Déserts médicaux

0

Les marchés aux budgets colossaux relatifs aux divers équipements médicaux destinés aux hôpitaux laissent perplexes, suscitant un tas d’interrogations sur leur utilité dans un pays où la santé publique est minée par une série de dysfonctionnements et de carences qui relèvent souvent de l’imprévoyance.   

Au-delà de l’absence de transparence dans l’attribution de ces marchés et la compétition féroce auxquels ils donnent lieu en coulisse entre les différents fournisseurs, la véritable question et non des moindres est celle-ci : Pourquoi dépenser plusieurs milliards pour équiper des centres de santé aux quatre coins du pays alors que près de 250 structures de ce genre dotées des installations nécessaires sont condamnés à la fermeture ?  La réponse coule de source. Nous sommes face à des opérations de dilapidation des fonds publics à grande échelle sous couvert d’appels d’offres dont la seule utilité est d’enrichir les différents protagonistes de ce qui ressemble à un business juteux. 

Le dernier appel d’offres du genre portant sur l’acquisition d’unités de soins mobiles-une invention de l’ex ministre de la santé Louardi et de ses copains- vient d’être annulé par son successeur Anas Doukkali devant la pression médiatique orchestrée en sous-main par les concurrents qui avaient l’habitude de truster ces marchés du temps de Lahoucine Louardi.

Pour les maladies graves et les urgences, le monde rural est totalement démuni. En l’absence d’ambulances et de moyens de transport tout court, le malade doit se débrouiller avec ses propres moyens s’il en a pour se faire admettre en ville.

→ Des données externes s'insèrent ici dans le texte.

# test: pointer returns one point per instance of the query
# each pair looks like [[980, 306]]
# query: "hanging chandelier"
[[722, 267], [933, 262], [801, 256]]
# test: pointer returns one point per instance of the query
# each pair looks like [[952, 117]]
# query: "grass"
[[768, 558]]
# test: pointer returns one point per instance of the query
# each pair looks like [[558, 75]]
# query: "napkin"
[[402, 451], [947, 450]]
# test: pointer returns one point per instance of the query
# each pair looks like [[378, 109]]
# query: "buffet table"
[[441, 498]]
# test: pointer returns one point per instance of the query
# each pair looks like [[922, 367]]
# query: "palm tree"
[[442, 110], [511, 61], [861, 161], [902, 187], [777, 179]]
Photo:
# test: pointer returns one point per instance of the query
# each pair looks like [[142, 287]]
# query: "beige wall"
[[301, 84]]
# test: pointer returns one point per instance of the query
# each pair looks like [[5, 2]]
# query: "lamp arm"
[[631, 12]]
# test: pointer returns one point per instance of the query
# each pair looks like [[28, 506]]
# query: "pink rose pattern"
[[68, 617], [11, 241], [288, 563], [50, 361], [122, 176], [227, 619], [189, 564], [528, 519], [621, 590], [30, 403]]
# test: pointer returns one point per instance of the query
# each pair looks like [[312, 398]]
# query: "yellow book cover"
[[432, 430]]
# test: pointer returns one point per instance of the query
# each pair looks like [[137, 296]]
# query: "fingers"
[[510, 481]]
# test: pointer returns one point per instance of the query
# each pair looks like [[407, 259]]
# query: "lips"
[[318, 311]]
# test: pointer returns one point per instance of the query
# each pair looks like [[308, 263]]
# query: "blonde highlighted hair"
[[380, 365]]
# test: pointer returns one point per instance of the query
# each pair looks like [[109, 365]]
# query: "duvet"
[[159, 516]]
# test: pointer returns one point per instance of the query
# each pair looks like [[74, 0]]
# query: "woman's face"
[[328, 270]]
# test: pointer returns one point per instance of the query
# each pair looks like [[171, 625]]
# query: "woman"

Récapitulons : D’un côté des centres de santé par centaines fermés à double tour avec du matériel rongé par la rouille, et de l’autre l’insolente santé de la machine à lancer des marchés qui fonctionne à plein régime !  Il y a manifestement quelque chose qui ne tourne pas rond dans cette histoire. Au lieu de s’attaquer de front aux problèmes objectifs de la santé par l’adoption d’une politique efficiente bâtie autour de l’élément humain,   l’Etat continue à financer à fonds perdus des projets et des équipements qui ne servent strictement à rien alors que le mal est ailleurs : l’absence de motivation des médecins qui boycottent de manière chronique les centres de santé construits dans le Maroc profond.  Résultat : dans bien des zones reculées et parfois enclavées, les dispensaires sont gérés par des infirmiers qui y officient une fois par semaine pour soigner juste des petits bobos. Pour les maladies graves et les urgences, le monde rural est totalement démuni. En l’absence d’ambulances et de moyens de transport tout court, le malade doit se débrouiller avec ses propres moyens s’il en a pour se faire admettre en ville. Une véritable galère. Dans les petits centres citadins, l’offre de soins aussi bien dans le public que dans le privé reste très insuffisante, voire indigente. La mort rôde.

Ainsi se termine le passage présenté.